What 20 to 50 Grams Actually Looks Like
These numbers feel abstract until you start counting. A cup of raw broccoli has about 4 net carbs (6 grams total, minus 2 grams of fiber). A cup of raw cauliflower has roughly 3 net carbs. A cup of raw spinach has close to zero. These are your staple vegetables on keto, and you can eat generous portions without coming close to your limit.
But carbs add up from sources you might not expect. A single tablespoon of ketchup has about 4 grams of sugar. Garlic powder packs 5 grams of net carbs per tablespoon. Barbecue sauce, teriyaki sauce, balsamic vinegar, and many salad dressings all carry hidden carbs that can quietly eat into your daily budget. Even “natural” sweeteners like honey and agave are just sugar in a different form.

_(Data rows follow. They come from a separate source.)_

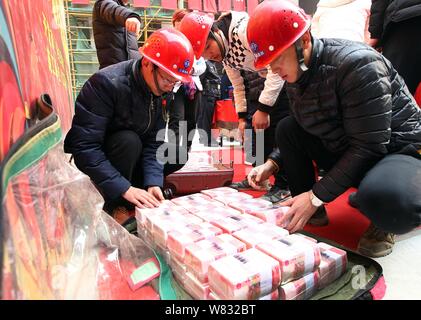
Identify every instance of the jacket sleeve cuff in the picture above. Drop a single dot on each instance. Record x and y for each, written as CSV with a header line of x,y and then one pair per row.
x,y
153,181
264,108
242,115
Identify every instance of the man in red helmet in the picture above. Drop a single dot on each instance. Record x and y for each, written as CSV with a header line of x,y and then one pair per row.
x,y
352,114
118,117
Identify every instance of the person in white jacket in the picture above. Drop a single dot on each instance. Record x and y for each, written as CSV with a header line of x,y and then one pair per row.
x,y
344,19
226,42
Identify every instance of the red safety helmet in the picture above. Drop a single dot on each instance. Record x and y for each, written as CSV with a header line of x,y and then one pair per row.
x,y
171,51
273,27
196,26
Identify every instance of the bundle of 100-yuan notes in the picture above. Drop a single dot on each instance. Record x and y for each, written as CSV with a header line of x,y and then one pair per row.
x,y
247,275
200,255
250,206
296,256
217,192
271,296
300,289
333,264
260,233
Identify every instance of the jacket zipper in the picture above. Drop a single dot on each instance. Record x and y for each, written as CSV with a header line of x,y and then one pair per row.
x,y
150,116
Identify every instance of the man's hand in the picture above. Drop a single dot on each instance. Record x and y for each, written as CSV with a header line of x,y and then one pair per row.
x,y
241,128
261,120
133,25
259,175
140,198
156,192
300,212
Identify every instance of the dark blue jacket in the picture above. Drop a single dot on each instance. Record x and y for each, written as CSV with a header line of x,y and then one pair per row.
x,y
115,98
113,42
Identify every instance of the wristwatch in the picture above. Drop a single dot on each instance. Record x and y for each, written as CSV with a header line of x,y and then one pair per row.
x,y
314,200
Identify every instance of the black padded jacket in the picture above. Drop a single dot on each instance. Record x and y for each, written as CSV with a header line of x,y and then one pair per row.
x,y
113,42
356,103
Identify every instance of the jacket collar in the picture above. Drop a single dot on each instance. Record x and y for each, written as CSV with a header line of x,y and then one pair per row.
x,y
137,76
316,53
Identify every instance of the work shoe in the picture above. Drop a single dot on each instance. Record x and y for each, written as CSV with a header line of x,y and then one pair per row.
x,y
376,243
276,194
319,218
242,185
352,200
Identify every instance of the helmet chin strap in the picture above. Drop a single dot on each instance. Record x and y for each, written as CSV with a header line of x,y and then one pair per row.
x,y
155,79
300,55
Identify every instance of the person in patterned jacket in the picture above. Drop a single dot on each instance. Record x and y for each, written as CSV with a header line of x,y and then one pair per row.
x,y
225,41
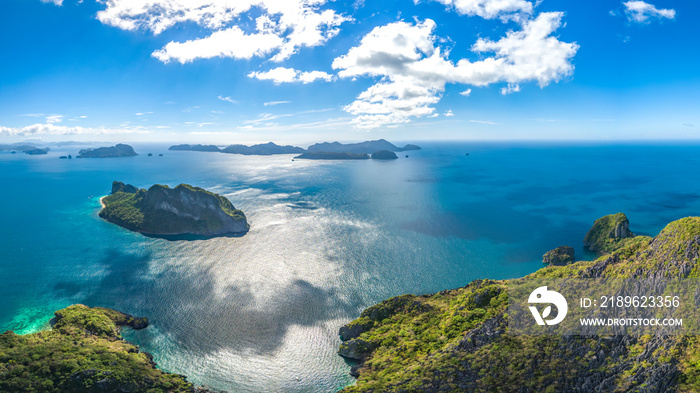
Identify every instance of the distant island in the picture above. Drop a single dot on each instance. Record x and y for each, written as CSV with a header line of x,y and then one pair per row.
x,y
83,352
37,151
265,149
120,150
325,155
162,210
366,147
384,155
456,340
270,148
195,148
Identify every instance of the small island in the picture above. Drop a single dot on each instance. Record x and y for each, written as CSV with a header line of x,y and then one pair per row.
x,y
120,150
83,352
384,155
195,148
326,155
263,149
37,151
162,211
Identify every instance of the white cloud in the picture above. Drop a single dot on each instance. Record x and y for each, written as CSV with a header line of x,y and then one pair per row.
x,y
281,26
490,9
641,12
281,75
53,129
414,70
227,99
54,119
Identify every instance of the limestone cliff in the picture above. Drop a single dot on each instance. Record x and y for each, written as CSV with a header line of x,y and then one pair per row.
x,y
162,210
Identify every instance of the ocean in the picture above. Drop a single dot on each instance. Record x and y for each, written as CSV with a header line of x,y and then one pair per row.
x,y
261,312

A realistic day at 20 net carbs might include eggs cooked in butter for breakfast, a large salad with olive oil and grilled chicken for lunch, and salmon with roasted broccoli and cauliflower for dinner. That leaves very little room for fruit, grains, or starchy vegetables. At 40 or 50 net carbs, you could add a handful of berries, a small portion of nuts, or an extra serving of vegetables without falling out of ketosis.

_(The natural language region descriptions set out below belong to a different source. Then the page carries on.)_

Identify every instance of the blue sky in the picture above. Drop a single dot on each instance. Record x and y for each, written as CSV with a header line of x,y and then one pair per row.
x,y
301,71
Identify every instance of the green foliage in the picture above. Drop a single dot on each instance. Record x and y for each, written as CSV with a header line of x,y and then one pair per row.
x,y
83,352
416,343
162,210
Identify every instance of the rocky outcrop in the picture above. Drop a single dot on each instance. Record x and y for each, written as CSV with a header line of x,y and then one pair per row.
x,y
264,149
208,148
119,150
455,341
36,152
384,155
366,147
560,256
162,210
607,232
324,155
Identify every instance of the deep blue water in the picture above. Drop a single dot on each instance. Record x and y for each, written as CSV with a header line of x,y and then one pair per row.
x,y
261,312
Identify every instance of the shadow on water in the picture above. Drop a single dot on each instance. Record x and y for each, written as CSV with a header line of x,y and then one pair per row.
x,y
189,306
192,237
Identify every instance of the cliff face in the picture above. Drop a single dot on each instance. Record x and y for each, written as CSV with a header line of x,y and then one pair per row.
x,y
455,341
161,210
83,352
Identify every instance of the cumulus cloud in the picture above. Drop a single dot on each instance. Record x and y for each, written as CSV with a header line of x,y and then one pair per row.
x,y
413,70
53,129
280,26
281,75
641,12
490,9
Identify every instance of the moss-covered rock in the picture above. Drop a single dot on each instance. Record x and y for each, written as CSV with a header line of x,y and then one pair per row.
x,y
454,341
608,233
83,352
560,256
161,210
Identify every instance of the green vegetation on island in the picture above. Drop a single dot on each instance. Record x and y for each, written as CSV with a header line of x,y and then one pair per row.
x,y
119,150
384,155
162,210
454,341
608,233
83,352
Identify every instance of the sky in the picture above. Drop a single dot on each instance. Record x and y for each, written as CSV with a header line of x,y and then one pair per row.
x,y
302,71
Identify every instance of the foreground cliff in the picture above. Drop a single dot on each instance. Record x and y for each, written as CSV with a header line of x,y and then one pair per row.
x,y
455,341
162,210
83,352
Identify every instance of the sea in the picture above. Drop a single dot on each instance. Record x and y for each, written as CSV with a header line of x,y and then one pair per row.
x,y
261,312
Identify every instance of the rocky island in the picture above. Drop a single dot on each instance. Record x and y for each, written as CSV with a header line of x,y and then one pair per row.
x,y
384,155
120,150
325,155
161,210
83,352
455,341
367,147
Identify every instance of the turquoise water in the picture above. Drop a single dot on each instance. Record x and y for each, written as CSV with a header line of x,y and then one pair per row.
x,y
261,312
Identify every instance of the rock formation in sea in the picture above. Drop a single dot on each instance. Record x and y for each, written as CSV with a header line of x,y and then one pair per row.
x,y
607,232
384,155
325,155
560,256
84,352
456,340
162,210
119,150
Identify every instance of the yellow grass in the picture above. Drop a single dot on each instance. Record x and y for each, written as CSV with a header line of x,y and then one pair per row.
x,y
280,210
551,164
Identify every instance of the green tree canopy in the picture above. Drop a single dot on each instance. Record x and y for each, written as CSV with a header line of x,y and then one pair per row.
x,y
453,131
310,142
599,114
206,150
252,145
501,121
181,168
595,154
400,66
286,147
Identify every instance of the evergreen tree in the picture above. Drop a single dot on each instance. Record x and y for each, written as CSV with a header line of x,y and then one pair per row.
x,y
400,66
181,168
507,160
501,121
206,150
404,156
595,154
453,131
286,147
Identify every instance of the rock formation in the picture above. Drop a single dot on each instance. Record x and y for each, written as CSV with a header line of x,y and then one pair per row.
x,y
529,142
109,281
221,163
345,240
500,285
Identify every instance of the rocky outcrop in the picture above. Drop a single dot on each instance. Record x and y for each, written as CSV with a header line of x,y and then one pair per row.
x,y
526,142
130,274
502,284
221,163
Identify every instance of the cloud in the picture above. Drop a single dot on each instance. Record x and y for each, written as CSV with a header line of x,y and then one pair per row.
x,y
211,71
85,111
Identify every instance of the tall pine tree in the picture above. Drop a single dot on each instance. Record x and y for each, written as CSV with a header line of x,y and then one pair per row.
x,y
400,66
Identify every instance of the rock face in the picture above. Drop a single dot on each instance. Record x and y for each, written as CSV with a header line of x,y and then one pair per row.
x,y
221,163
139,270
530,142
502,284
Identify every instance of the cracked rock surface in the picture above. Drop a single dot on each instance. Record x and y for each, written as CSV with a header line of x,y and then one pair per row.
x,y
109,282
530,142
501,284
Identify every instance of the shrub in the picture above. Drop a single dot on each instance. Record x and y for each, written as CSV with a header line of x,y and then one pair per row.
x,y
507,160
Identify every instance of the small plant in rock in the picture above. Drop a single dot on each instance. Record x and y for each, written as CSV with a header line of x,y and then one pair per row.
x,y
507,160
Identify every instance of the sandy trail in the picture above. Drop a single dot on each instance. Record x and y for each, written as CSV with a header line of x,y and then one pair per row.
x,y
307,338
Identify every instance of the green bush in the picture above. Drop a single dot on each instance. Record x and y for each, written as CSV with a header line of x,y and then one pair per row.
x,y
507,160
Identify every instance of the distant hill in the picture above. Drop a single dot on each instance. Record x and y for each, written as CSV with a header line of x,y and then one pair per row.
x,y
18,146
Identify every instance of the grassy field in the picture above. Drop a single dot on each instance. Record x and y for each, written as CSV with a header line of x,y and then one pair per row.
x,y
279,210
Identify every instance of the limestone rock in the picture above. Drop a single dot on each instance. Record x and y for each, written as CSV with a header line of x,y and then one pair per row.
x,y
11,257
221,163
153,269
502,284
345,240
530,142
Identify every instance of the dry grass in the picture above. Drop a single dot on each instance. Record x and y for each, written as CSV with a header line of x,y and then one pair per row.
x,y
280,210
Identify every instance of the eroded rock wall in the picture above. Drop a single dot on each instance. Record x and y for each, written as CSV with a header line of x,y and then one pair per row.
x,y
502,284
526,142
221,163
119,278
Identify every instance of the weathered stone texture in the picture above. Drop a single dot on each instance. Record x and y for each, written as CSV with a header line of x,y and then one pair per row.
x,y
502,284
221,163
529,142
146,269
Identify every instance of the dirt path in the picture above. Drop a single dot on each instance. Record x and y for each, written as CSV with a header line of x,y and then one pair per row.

Medical Keto Is Much Stricter
The version of keto used for weight loss is relatively flexible compared to the clinical version. Therapeutic ketogenic diets, used primarily for epilepsy management in children, follow a strict ratio of fat to everything else. The classical protocol uses a 4:1 ratio, meaning 4 grams of fat for every 1 gram of carbohydrate and protein combined. That translates to roughly 90% of calories from fat, with carbs sometimes limited to as few as 10 to 15 grams per day. These diets are medically supervised and not something people do on their own.
For general health and weight loss purposes, the 20 to 50 gram range is well-established and doesn’t require medical oversight for most people.
Finding Your Personal Carb Limit
There’s no single number that works for everyone. Your carb tolerance depends on several factors: how active you are (exercise burns through glycogen and gives you more room), your insulin sensitivity, your age, and how long you’ve been eating keto. Someone who exercises intensely five days a week can often eat more carbs and stay in ketosis than someone who is mostly sedentary.
The most reliable way to find your threshold is to start at 20 grams of net carbs, confirm you’re in ketosis after a week or two (urine strips are cheap but imprecise; blood ketone meters are more accurate), and then increase by 5 grams per week. When ketone levels drop below 0.5 mmol/L or you notice symptoms like increased cravings and energy crashes, you’ve found your upper limit. Drop back down by 5 grams and you have your number.
Most people land somewhere between 25 and 45 grams of net carbs per day. The 20-gram starting point is a floor that works for nearly everyone, and 50 grams is a ceiling that works for very few unless they’re highly active.